The Meanings of the ‘Wisdom’ and the ‘Hikmat’: A Philosophical and Analytical Discourse
DOI:
https://doi.org/10.63544/ijss.v4i2.123Keywords:
Epistemology, Phronesis, Hikmat, Sophi, Theology, WisdomAbstract
The words ‘Wisdom’ and ‘Hikmat’ are generally used as synonyms, but in fact, they narrate different contents on epistemological grounds. In critical analysis, they both belong to epistemology, which is the branch of philosophy that deals with the questions relating to the sources, clarification of the meanings and definition of knowledge. On these grounds, this article proves that they are not the same things but they are two different stages of the same field of knowledge. Here the question of their status will be the focus on etymological, epistemological, theological, and philosophical basis.

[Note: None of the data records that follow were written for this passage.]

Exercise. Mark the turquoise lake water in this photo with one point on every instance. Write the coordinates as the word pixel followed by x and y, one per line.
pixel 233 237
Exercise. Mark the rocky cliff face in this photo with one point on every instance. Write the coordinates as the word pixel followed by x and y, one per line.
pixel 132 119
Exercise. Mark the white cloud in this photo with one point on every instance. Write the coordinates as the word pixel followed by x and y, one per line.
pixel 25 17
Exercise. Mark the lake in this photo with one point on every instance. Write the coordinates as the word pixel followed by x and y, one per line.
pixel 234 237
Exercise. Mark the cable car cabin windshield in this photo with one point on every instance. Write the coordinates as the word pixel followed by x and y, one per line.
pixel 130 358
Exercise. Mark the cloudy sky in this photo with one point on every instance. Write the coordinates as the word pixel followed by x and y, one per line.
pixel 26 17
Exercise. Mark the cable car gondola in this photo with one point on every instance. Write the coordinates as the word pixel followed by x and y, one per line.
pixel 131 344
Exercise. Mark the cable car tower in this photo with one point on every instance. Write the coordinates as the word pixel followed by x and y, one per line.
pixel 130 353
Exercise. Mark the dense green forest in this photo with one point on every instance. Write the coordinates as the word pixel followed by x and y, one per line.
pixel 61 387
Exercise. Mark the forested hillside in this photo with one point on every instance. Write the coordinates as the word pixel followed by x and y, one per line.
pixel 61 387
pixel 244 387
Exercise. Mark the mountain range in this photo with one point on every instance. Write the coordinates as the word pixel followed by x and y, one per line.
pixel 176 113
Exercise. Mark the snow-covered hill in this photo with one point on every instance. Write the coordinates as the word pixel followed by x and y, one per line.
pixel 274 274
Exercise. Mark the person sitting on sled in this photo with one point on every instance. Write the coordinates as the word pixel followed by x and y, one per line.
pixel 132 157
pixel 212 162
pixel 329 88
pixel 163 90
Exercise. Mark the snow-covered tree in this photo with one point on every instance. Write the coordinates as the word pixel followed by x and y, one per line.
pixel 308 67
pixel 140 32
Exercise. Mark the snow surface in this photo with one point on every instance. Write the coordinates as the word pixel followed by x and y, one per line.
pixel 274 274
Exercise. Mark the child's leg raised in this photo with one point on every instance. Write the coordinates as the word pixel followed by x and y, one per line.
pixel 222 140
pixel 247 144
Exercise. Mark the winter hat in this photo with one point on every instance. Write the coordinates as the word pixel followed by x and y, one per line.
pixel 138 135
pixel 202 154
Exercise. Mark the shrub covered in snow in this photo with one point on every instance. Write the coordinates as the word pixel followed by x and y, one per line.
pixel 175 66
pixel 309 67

These fields are necessary to be consulted because etymology is the science that tells about how a word originates e.g. Hikmat or Hikmah and how it evolved in various languages and how the same meaning having different words took the present shape through ages chronologically. Epistemology, which deals with the contents and sources of knowledge e.g. what, is Hikmat? What are its sources? How it is related to sense organs and how it is related to insight instead of sensations and experimental knowledge? Theologically, how ‘Hikmat' claims to be a source of knowledge which has no roots in human experiences and how it can prove itself as above rationalism and finally, philosophy is the subject that has a great element of doubt in its investigations and it also claims to be a ‘lover of wisdom’ or Hikmat, then how can it synchronize ‘doubt’ and ‘wisdom’ or ‘Hikmat’.